紫苑はベートのその言葉を聞き自然と自分の口角が上がった行くのがわかった。

 

 

 

(なんだ....簡単な事だったんだ....どうしてこういつも僕は遅いんだろうか....気付くのが....)

 

最初に思い出したのはこの世界に転生する前の事。

 

唯一と言って良いほど自分の事を心配していつも話してくれていた妹の事を。

 

次に思い出したのはこの世界での出来事。

 

この世界に来て、自分を受け入れてくれたある神を。

 

こんな自分を好きになってくれたとあるエルフの少女の事を。

 

そして、最愛の彼女と主神を失った時のことを。

 

 

そして、この男との約束を誓った時のことを。

 

 

(やっぱりどうしても僕の心を突き動かすのはこの親友らしいね。)

 

「はは....本当に馬鹿みたいだね?僕」

 

紫苑は乾いた笑みの後に自分の体を見渡す。

 

「ここまで馬鹿みたいな事をしたのは君と一緒に暴れていた頃以来かな?」

 

紫苑は立ち上がり笑いながらベートの肩を叩き歩む。

 

「おっおい、紫苑!」

「悪かったね、親友....長い間待たせて、もう大丈夫、後は自分でどうにかするさ、君に殴られたんだ....もう迷わないさ。」

 

困惑するベート、しかし紫苑の言葉に不思議と違和感は感じなかった。

 

「はっ、そうかよ、せいぜい一撃でも当てて来るんだな、馬鹿野郎。」

「わかってるさ。
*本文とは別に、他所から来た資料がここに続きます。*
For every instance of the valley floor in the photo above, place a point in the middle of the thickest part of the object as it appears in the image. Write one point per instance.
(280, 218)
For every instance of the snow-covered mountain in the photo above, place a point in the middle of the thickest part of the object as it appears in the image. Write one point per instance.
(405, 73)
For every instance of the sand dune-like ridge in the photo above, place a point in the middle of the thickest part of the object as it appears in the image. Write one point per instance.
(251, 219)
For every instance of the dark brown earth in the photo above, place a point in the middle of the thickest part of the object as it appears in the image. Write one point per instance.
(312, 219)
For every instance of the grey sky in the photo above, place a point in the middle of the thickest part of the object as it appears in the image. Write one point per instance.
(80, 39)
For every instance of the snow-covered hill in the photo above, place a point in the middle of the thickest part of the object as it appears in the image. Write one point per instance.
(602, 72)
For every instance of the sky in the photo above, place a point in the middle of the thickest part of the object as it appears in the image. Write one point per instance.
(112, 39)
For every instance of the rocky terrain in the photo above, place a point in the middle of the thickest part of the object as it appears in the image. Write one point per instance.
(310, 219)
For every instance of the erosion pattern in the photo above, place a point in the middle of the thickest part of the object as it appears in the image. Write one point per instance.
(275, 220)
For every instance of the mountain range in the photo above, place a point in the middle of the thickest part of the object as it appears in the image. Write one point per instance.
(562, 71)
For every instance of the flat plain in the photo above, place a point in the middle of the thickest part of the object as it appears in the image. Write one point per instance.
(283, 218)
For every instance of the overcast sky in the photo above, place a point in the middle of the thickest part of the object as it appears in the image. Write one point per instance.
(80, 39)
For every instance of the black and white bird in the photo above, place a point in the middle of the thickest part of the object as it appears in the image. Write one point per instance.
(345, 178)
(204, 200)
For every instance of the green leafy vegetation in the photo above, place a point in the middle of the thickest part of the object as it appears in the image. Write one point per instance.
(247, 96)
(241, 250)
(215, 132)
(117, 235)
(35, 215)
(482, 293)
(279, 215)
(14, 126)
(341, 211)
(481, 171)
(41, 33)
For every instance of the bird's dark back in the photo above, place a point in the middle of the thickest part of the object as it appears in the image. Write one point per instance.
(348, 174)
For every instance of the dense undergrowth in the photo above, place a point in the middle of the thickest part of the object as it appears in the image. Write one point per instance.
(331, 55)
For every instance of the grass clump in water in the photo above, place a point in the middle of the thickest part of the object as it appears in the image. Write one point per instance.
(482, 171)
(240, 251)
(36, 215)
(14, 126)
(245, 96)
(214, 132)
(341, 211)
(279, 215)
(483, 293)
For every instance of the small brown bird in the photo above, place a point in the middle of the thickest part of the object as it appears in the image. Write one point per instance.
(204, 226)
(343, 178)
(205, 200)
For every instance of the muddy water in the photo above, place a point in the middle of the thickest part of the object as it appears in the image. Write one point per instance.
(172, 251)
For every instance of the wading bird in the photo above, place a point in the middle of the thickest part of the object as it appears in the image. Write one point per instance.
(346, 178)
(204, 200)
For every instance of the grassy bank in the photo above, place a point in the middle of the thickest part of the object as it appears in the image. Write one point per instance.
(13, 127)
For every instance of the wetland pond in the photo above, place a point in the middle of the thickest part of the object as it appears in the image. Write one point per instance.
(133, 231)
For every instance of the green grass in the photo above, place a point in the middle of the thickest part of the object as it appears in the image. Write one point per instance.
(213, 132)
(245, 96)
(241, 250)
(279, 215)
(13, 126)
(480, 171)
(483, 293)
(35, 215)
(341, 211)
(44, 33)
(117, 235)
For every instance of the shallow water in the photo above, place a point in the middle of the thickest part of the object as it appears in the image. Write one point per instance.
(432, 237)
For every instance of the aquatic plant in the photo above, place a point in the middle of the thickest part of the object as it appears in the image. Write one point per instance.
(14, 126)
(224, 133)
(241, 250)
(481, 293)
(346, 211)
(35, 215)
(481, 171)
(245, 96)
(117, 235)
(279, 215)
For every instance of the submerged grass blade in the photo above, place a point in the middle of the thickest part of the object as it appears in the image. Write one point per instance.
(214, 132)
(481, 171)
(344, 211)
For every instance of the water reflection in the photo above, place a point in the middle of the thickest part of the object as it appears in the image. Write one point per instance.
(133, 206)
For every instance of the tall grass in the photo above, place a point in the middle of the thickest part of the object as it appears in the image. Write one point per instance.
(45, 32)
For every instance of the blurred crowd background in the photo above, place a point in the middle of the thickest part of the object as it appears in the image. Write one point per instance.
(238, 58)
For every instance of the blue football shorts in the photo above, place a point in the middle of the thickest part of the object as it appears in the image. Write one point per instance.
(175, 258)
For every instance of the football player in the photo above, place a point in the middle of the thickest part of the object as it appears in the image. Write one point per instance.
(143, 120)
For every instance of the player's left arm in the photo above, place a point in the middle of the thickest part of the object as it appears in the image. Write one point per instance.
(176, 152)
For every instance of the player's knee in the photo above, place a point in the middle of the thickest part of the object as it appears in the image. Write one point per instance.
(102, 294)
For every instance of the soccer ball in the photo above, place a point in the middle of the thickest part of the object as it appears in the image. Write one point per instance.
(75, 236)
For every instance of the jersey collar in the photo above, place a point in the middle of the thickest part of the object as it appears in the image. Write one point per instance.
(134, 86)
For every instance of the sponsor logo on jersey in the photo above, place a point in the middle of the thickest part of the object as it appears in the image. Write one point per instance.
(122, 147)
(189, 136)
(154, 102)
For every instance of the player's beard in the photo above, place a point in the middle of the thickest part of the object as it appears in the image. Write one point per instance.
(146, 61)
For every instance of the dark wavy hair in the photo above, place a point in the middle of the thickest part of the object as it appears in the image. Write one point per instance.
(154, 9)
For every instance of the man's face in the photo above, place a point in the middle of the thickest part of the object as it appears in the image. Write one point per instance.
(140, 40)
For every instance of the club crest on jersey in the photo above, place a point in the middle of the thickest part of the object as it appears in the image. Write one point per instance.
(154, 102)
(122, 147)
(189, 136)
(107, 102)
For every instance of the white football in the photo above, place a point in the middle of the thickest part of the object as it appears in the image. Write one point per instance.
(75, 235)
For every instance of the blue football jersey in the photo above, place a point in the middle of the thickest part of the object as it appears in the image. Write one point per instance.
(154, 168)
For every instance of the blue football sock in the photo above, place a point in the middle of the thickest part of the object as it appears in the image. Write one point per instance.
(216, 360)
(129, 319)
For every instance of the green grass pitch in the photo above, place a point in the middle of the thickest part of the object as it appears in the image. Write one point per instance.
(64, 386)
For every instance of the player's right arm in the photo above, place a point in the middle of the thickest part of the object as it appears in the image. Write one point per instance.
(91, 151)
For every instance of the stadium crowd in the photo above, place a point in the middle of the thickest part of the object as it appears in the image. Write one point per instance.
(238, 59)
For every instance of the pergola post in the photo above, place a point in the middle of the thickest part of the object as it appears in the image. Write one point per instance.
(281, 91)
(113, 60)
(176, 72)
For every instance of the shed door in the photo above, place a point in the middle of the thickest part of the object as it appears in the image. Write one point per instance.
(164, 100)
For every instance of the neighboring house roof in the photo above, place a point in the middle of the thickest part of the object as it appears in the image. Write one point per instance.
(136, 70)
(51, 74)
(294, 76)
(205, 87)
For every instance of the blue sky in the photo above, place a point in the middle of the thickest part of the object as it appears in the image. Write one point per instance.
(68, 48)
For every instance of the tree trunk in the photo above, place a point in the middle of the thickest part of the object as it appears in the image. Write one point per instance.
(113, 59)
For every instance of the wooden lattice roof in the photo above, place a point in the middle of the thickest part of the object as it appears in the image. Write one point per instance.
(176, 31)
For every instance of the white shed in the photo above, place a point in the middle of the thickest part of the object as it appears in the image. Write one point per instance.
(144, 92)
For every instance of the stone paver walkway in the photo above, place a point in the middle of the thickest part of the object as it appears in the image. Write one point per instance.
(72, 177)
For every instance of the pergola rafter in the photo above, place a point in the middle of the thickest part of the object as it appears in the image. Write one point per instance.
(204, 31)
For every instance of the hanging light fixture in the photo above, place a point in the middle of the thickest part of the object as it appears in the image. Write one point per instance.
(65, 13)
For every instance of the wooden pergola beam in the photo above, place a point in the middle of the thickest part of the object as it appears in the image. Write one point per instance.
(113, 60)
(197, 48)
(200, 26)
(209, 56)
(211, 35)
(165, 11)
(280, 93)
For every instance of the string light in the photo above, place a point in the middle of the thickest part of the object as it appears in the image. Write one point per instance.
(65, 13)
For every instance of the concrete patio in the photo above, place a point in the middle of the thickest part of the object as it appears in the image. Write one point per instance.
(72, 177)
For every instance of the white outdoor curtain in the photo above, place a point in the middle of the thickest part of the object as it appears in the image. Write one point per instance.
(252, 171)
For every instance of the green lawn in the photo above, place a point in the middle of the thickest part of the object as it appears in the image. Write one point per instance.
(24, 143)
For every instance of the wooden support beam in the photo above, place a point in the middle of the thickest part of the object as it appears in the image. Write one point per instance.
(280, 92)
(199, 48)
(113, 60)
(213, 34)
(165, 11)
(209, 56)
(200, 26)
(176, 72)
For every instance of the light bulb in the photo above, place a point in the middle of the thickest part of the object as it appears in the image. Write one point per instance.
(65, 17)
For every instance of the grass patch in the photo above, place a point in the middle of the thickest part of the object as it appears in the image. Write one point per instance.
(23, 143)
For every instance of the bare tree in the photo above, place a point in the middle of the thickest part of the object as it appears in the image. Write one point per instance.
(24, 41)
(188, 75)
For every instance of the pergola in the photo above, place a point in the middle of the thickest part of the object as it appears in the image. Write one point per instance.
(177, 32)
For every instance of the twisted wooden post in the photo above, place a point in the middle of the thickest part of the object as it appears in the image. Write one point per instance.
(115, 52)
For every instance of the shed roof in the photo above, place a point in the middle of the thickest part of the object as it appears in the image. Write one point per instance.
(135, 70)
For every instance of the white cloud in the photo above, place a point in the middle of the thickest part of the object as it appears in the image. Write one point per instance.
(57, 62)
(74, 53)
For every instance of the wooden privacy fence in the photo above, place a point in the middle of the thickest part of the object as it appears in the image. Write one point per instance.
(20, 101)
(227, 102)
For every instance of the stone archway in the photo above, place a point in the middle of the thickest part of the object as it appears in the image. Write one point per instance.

」

 

短い掛け合いではあったもののその2人の間には確かな、信頼があった。

 

「すまないね、オッタル、今からが僕の正真正銘の全力だ!負けるにしても必ず君にこの一撃を届かせよう!!」

 

オッタルは静かに口角を吊り上げるとあらん限りの声で叫んだ。

 

「ようやく帰って来たか!その全力をねじ伏せ俺は更に高みに行かせてもらう!来い!言葉 紫苑!!」

 

紫苑は過去に自分が決して使おうとせず、自分自身で使う事を禁じていた魔法を使う。

 

 

「我 雷鳴を 纏うものなり 雷鳴を操りし龍よ 我が願いに呼応し 現世へと その姿を顕現せよ」

 

紫苑の周りにはいつもの様に雷が集まりだけではない、雷は龍の形をとり紫苑の体に巻き付いていく。

 

その紫苑の姿は雷神の如く圧倒的な威圧感を放っていた。

 

「雷神龍!!」

「言葉...それは...!」

「この魔法は僕の雷光の本来の姿...雷光はこの雷神龍の詠唱を省略したものさ。」

 

紫苑は腕を後ろまで引き刺突の構えを取る。

 

ジェット噴射のようにカグヅチからは火が出ている。

 

「カグヅチにも魔力を回さなくちゃいけないからね...この一撃...この一撃を君に当てる!」

「来い!言葉お前のその一撃俺が受けてやる!」

 

オッタルは剣を取り構える。

 

それを見た瞬間に紫苑は炎と雷を纏いながら雷の如く駆け巡った。

 

オッタルと紫苑が衝突した瞬間にその場は真っ白な光に包まれた。